Het Gerechtshof Amsterdam had eerder geoordeeld dat de artikelen 47 en 49 van de Wfsv geen beperking stellen aan het aantal keren dat premiekorting kan worden toegepast voor dezelfde werknemer, mits aan de voorwaarden is voldaan. De Hoge Raad bevestigde dit oordeel en oordeelde dat de bewijslast niet op de belanghebbende rustte, maar op de Inspecteur. De Hoge Raad verklaarde het beroep in cassatie ongegrond en veroordeelde de Staatssecretaris in de proceskosten van de belanghebbende.
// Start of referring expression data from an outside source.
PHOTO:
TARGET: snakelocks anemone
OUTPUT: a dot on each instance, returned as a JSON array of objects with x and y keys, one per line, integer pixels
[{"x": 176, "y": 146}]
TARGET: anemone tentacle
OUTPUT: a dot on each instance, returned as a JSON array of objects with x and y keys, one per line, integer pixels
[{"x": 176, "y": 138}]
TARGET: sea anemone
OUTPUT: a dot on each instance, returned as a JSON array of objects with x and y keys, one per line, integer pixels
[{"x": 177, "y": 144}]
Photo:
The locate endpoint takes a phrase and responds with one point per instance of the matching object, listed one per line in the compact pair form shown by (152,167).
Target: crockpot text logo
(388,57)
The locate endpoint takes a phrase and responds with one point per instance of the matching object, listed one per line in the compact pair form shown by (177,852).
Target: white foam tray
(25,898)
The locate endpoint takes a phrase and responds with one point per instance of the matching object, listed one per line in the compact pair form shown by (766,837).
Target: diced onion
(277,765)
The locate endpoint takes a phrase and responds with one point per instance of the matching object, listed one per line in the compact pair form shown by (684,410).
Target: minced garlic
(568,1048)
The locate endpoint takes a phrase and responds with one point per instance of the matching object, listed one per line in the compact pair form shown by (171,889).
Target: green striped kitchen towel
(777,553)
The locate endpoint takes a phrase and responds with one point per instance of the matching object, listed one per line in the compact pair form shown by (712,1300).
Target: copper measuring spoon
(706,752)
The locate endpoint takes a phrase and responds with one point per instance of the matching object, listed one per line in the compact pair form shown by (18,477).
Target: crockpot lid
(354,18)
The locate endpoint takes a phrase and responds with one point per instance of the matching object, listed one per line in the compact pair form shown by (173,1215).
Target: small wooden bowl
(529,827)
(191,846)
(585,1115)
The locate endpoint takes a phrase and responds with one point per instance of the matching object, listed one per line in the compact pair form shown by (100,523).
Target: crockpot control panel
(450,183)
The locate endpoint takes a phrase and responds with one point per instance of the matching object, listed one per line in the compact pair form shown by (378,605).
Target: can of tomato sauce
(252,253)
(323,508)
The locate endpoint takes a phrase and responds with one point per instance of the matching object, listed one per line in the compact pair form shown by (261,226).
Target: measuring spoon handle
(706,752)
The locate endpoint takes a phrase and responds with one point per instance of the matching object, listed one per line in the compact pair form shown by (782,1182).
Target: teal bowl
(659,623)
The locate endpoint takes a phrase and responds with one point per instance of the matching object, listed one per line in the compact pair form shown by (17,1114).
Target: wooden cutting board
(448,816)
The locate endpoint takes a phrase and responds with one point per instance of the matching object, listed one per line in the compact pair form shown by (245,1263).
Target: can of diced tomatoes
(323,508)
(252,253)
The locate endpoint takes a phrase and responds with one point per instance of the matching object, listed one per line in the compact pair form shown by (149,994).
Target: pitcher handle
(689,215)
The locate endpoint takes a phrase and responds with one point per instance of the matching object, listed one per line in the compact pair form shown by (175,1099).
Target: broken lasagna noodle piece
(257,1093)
De uitspraak benadrukt de noodzaak van een zorgvuldige toepassing van premiekortingen en de rol van bewijslast in belastingzaken. De Hoge Raad heeft de uitleg van de Wfsv en de bijbehorende regelgeving bevestigd, wat van belang is voor werkgevers die gebruik willen maken van premiekortingen voor hun werknemers.

Uitspraak

HOGE RAAD DER NEDERLANDEN
BELASTINGKAMER
Nummer24/02379
Datum13 juni 2025
ARREST
in de zaak van
de STAATSSECRETARIS VAN FINANCIËN
tegen
[X] B.V. (hierna: belanghebbende)
op het beroep in cassatie tegen de uitspraak van het Gerechtshof Amsterdam van 30 april 2024, nr. 22/432, op het hoger beroep van belanghebbende tegen een uitspraak van de Rechtbank Noord-Holland (nr. HAA 21/928) betreffende een aan belanghebbende opgelegde naheffingsaanslag in de loonheffingen over de tijdvakken 1 januari 2014 tot en met 31 december 2017 en de daarbij gegeven beschikkingen inzake belastingrente. De uitspraak van het Hof is aan dit arrest gehecht.

1.Geding in cassatie

De Staatssecretaris, vertegenwoordigd door [P], heeft tegen de uitspraak van het Hof beroep in cassatie ingesteld. Het beroepschrift in cassatie is aan dit arrest gehecht en maakt daarvan deel uit.
Belanghebbende, vertegenwoordigd door G.M.R. Veenhuijsen, heeft een verweerschrift ingediend.
De Advocaat-Generaal M.R.T. Pauwels heeft op 25 oktober 2024 geconcludeerd tot ongegrondverklaring van het beroep in cassatie. [1]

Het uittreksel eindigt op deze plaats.